Innovation: Grand Partners in Education

USA

AAI Domains:

  • Independent, healthy and secure living (educational attainment, lifelong learning)

  • Participation in society (voluntary activities)

The life course can be viewed as a series of transitions from birth, early years, going to school and for many going on to university before getting a job and living well through adulthood in order to maximise the potential for healthy life years. However, there are deeply entrenched inequalities that mitigate against all people having an equal chance of leading a long and healthy life.

Education is one of these areas of entrenched inequality but schools can be improved so that educational achievements are less unequal and opportunities for the rest of the life course are made (slightly) more equal. Grandparents have the potential to make a difference to how schools work in partnership with parents in an innovative pilot project.

Grand Partners in Education is a pilot project operating in Glenmount Elementary and Middle School in Baltimore. The school has a predominantly black student intake (89%) in one of the most deprived areas of Baltimore, Maryland.

Grand Partners in Education is a partnership initiative of Generations United (a major voluntary organisation that works for the health and well-being of children, young people and older adults), the Grandfamilies Parent Teach Student Association (a community-based affiliate of the Maryland Parent Teachers Association) and the Centre for Law and Education (a national centre advocating for a good quality education for all students). It secured $500,000 of funding from the W.K. Kellogg Foundation to pilot a two year programme in Glenmount school to improve the school and educational outcomes through enhancing parent engagement in education.

The key feature of the pilot is the use of grandparents who are raising children as leaders working with other families in a four stage process.

  • The first stage was the development of a new parent involvement policy (June to July 2014)

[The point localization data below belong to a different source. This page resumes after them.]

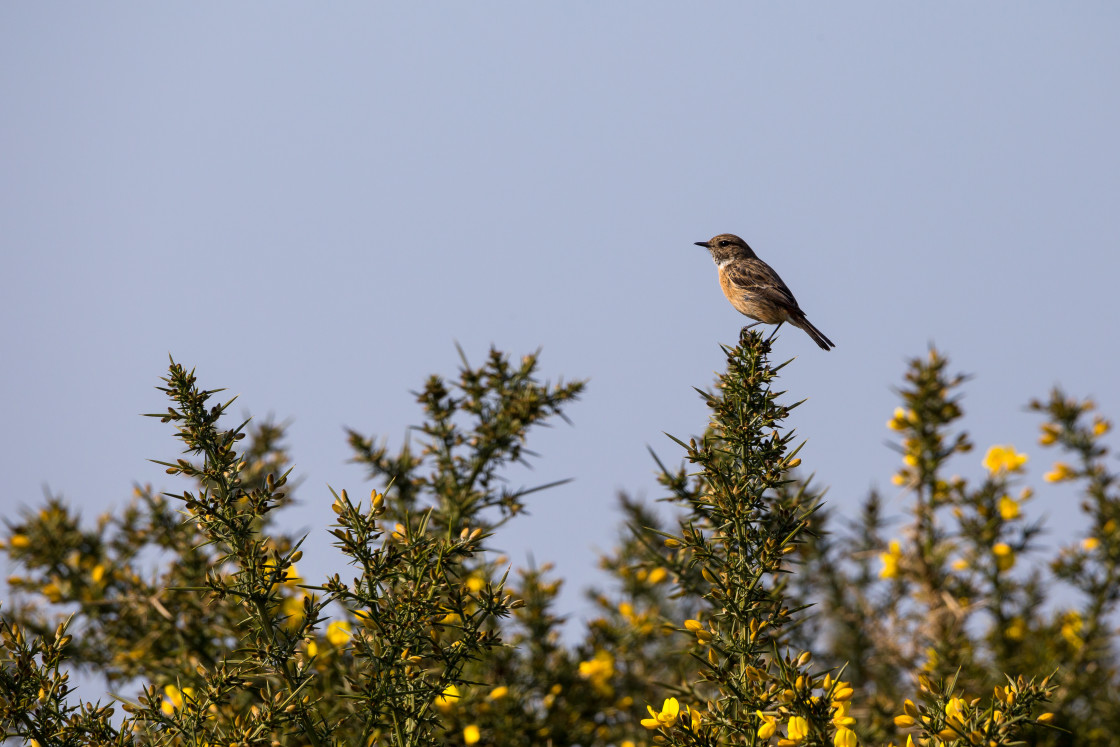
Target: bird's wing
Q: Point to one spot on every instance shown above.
(757, 278)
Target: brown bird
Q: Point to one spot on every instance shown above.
(755, 289)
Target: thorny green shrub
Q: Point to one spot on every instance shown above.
(753, 617)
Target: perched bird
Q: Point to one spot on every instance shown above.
(755, 289)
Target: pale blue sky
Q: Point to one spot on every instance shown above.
(311, 203)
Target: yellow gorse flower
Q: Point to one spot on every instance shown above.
(901, 419)
(798, 728)
(890, 560)
(338, 633)
(175, 698)
(1004, 459)
(1005, 557)
(768, 726)
(664, 719)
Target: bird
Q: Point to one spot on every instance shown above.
(754, 289)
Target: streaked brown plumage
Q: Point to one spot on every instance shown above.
(754, 289)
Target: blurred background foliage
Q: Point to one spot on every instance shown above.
(753, 615)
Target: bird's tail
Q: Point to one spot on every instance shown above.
(814, 333)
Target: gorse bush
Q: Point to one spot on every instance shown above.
(755, 616)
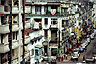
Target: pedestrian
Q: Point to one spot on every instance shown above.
(56, 56)
(83, 57)
(66, 56)
(85, 49)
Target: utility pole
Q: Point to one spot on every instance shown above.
(10, 35)
(23, 20)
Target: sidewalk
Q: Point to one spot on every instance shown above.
(66, 60)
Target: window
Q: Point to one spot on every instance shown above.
(37, 9)
(32, 52)
(36, 52)
(2, 38)
(64, 23)
(53, 21)
(32, 42)
(15, 35)
(46, 34)
(64, 10)
(46, 20)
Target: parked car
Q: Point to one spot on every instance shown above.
(88, 40)
(75, 57)
(76, 52)
(84, 44)
(81, 49)
(90, 60)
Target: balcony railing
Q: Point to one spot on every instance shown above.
(15, 44)
(4, 9)
(4, 29)
(15, 27)
(27, 24)
(46, 26)
(27, 39)
(27, 9)
(4, 48)
(36, 34)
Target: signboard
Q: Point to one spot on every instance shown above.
(36, 25)
(75, 29)
(83, 33)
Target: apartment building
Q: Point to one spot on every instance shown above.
(56, 20)
(13, 42)
(24, 42)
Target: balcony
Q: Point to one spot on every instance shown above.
(4, 29)
(4, 9)
(54, 40)
(27, 9)
(27, 39)
(15, 44)
(4, 48)
(27, 24)
(46, 26)
(15, 10)
(15, 27)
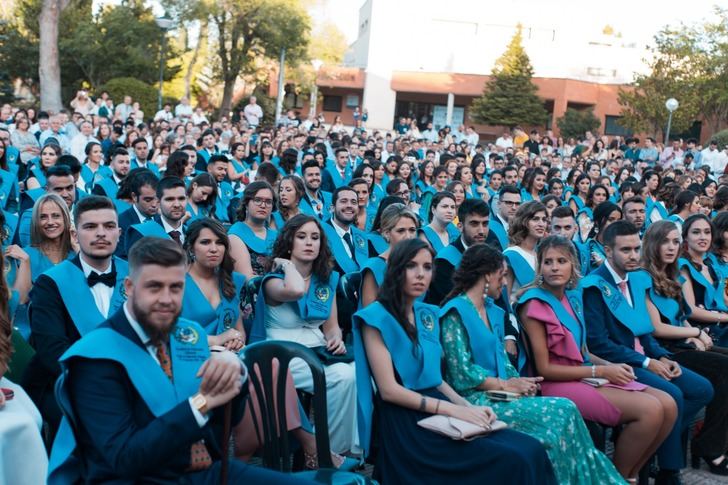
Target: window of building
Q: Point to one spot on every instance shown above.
(332, 103)
(613, 128)
(352, 101)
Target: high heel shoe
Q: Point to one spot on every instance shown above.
(719, 469)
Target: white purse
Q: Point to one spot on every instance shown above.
(458, 429)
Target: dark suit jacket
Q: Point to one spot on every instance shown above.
(119, 436)
(609, 338)
(52, 333)
(126, 219)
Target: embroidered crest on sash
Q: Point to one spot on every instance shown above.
(186, 335)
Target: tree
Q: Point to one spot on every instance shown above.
(49, 67)
(509, 97)
(576, 123)
(253, 30)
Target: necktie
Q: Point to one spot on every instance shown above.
(176, 235)
(200, 459)
(347, 240)
(109, 279)
(625, 291)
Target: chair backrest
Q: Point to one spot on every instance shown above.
(271, 400)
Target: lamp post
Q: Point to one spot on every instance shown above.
(316, 63)
(671, 105)
(165, 23)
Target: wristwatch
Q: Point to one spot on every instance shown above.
(200, 403)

  • The second stage is an ongoing programme of training for parents with information and assistance on parent engagement so that they become full partners in the school.

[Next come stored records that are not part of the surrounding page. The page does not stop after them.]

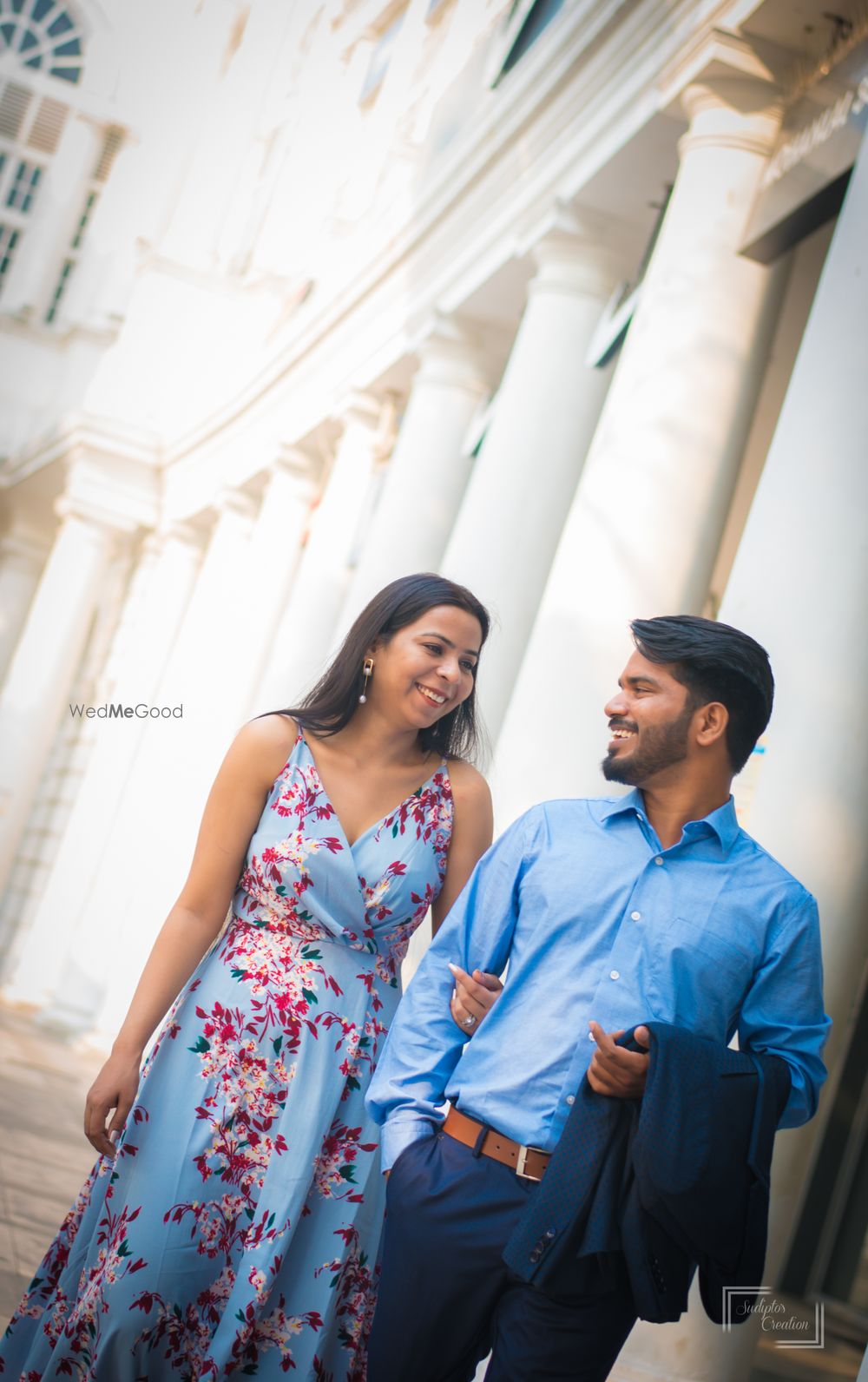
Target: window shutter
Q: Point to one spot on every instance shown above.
(13, 109)
(111, 145)
(49, 125)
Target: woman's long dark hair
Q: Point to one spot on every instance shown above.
(335, 700)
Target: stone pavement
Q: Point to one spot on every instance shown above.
(43, 1153)
(44, 1157)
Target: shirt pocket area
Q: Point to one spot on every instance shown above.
(695, 975)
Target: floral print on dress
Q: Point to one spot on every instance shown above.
(237, 1232)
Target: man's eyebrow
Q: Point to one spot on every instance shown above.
(474, 653)
(634, 681)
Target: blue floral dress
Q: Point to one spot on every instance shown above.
(237, 1232)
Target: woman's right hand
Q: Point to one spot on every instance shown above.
(114, 1088)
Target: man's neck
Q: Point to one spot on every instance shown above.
(671, 806)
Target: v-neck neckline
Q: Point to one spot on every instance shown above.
(376, 824)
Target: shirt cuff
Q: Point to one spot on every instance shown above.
(398, 1134)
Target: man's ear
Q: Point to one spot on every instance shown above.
(712, 721)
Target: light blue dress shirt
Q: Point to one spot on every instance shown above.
(597, 921)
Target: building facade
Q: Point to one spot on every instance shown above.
(566, 299)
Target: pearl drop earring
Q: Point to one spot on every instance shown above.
(366, 670)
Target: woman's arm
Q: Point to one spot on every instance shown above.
(231, 816)
(473, 828)
(474, 994)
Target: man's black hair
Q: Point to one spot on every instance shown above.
(715, 662)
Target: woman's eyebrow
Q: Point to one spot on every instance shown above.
(474, 653)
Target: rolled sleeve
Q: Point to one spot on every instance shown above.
(783, 1013)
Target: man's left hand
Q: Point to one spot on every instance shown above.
(614, 1070)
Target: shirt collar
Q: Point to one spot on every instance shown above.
(722, 821)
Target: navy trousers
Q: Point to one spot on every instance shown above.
(447, 1297)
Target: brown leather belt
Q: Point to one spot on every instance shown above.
(529, 1162)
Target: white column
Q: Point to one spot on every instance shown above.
(46, 658)
(429, 469)
(643, 531)
(275, 552)
(155, 606)
(23, 557)
(151, 836)
(306, 632)
(527, 471)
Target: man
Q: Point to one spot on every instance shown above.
(654, 905)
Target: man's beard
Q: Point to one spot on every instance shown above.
(662, 745)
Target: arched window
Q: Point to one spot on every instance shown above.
(44, 36)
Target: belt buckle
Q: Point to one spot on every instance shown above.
(523, 1162)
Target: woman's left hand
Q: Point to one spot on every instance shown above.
(473, 997)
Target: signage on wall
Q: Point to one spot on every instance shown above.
(807, 174)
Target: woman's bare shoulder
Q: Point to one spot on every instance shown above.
(468, 782)
(266, 744)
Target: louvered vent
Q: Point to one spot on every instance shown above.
(49, 125)
(14, 102)
(111, 144)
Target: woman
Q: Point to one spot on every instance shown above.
(233, 1227)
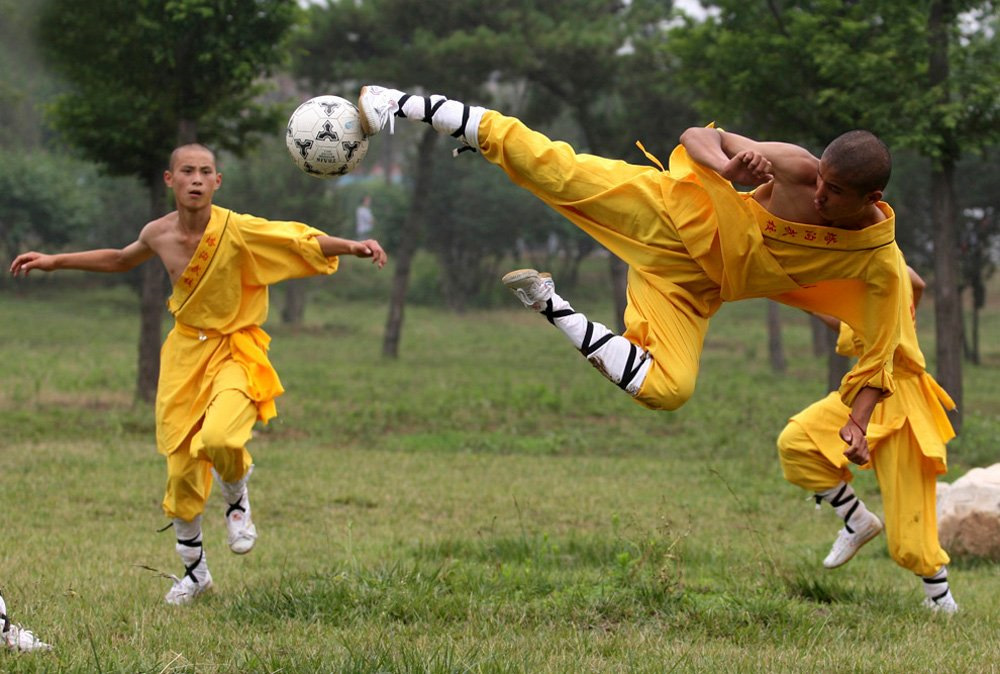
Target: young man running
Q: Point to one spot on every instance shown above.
(215, 381)
(907, 435)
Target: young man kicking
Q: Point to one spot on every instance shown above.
(814, 234)
(215, 381)
(907, 436)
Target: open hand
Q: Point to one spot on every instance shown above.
(371, 248)
(25, 262)
(857, 444)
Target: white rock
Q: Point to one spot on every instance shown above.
(969, 514)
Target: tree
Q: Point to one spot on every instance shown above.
(407, 43)
(922, 75)
(144, 75)
(537, 59)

  • The third stage is the joint development between the school and parents of a new school programme plan including effective teaching methods, enrichments to the curriculum and effective help and support for students who are struggling in classes.

  • The final stage in 2015–16 is an assessment of the impact of the intervention with a view to rolling it out across other schools in Baltimore if it demonstrates improvements.

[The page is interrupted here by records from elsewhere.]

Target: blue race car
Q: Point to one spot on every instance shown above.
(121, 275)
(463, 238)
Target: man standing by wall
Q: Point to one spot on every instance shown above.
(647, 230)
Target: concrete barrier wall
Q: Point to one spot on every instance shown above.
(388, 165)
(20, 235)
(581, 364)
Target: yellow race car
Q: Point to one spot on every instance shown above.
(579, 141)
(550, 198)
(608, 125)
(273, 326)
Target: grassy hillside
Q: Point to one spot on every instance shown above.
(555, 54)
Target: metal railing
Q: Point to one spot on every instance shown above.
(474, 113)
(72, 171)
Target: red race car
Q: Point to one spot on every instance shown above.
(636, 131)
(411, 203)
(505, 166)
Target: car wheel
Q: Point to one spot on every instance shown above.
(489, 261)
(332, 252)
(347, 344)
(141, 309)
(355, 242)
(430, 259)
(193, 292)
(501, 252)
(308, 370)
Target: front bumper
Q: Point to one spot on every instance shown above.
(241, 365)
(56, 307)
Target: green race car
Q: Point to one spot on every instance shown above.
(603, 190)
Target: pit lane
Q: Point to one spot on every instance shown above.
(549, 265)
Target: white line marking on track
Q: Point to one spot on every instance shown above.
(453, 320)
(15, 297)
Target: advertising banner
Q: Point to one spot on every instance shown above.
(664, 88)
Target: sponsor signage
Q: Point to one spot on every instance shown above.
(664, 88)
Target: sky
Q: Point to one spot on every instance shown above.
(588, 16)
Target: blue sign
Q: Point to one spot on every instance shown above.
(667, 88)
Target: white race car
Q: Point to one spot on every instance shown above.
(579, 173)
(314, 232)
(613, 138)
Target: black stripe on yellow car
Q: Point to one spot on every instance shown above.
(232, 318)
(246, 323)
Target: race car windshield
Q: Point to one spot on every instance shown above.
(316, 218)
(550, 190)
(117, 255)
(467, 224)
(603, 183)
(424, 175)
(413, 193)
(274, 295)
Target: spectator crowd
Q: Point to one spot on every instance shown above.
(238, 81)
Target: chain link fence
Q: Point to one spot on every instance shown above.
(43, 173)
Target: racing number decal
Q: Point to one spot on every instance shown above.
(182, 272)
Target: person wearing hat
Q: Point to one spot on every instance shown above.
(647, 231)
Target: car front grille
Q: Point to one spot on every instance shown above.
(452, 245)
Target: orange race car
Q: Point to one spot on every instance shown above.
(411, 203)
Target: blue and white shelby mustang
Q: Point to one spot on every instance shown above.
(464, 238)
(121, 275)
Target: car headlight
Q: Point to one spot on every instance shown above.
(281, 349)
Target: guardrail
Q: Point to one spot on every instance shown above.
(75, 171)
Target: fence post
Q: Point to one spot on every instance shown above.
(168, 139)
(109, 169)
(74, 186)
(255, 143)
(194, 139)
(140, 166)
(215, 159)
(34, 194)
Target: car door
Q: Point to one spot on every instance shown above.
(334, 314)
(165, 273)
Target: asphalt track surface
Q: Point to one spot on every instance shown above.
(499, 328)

The use of grandparents as leaders of the process on the parent side is an example of drawing on the experiences and wisdom that many older people have accumulated and sharing it with younger parents in a relatively deprived area of Baltimore.

In relation to active ageing, Grand Partners in Education is designed to improve educational attainment among young children that should increase their capacity to live well and actively age. The process is based on mobilising parents and grandparents in voluntary activities to enhance children’s experience of school and the training programme for parents is an example of lifelong learning that should enhance the parenting skills of adults with children in the school.